Russia had an active force of 900,000 soldiers compared to Ukraine’s 196,000. Other metrics of military power were equally skewed.

Moreover, the Russian-Ukraine land border meant that Moscow had ‘home ground’ advantage in waging a war.

Russia’s military performance has been worse than poor. There have been multiple Russian battlefield defeats and national fury over a botched military mobilisation.

By raising serious questions about Putin’s decision-making abilities, the debacle has achieved what no NATO campaign against Russia ever could. There is now internal Russian speculation on whether Putin’s leadership is under threat.

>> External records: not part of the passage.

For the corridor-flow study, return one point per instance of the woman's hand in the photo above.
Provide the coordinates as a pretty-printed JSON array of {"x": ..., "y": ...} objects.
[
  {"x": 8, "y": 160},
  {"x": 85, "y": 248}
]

Third, the Ukraine war has reminded us that our top trade partner China is in an era of great power competition with the US, and that Beijing is no stranger to making strategic errors.

The growing strategic competition between the US and China is reflected in the high-level US government messaging that it will not tolerate Beijing providing Russia military or other aid that is subject to US sanctions.

And errors are emerging in Chinese foreign policy. On 4 February 2022, shortly before the Ukraine war was launched, Beijing issued a joint statement after a meeting between Xi Jinping and Vladimir Putin in Beijing.

The statement declared that Beijing and Moscow “stand against the formation of closed bloc structures and opposing camps in the Asia-Pacific region and remain highly vigilant about the negative impact of the United States' Indo-Pacific strategy on peace and stability in the region.”

But the statement went further in stating that the “friendship between the two states has no limits.”

The obvious question is this — what happens when China’s “no limits” Russian friend violates the sovereignty of Ukraine, a United Nations member?

China’s Foreign Minister Wang Yi subsequently stated in a Munich Security conference speech on 19 February 2022 that Ukraine’s sovereignty must be respected. This point has been repeatedly made by China’s diplomats.

But to the extent that China has still not categorically condemned Russia’s invasion of a sovereign state, it contradicts Beijing’s advocacy for the principles of state sovereignty and non-interference in the internal affairs of other states.

The three lessons identified above suggest a basic change in the trajectory of world politics in a post-Ukraine war world. As a small trade-focused country known for punching above its weight, New Zealand needs to soberly and proactively consider its strategic position.

Doing so, some important points suggest themselves.

As 21st Century globalisation evolves, military power will be as important as economic power. States that do not invest in military power would be wise to tool up or start doubling down on allies that do. And there will be much less room for alliance free-riding. This has obvious implications for the Anzac alliance.

Putin's conduct of the Ukraine war has been an unmitigated disaster. As a state used to being a great power, Russia will now have to increasingly rely on China as a market and diplomatic counterweight to the US and its alliance partners. Moscow will chafe at having to play second fiddle to China.

And finally, the US, which is a formal alliance partner with our major trade and security partners Australia, Japan, and the UK, is now in a great power rivalry with our top trade partner China.

We will certainly want to avoid being pulled into this competition. But to what degree we can avoid collateral damage is another matter entirely.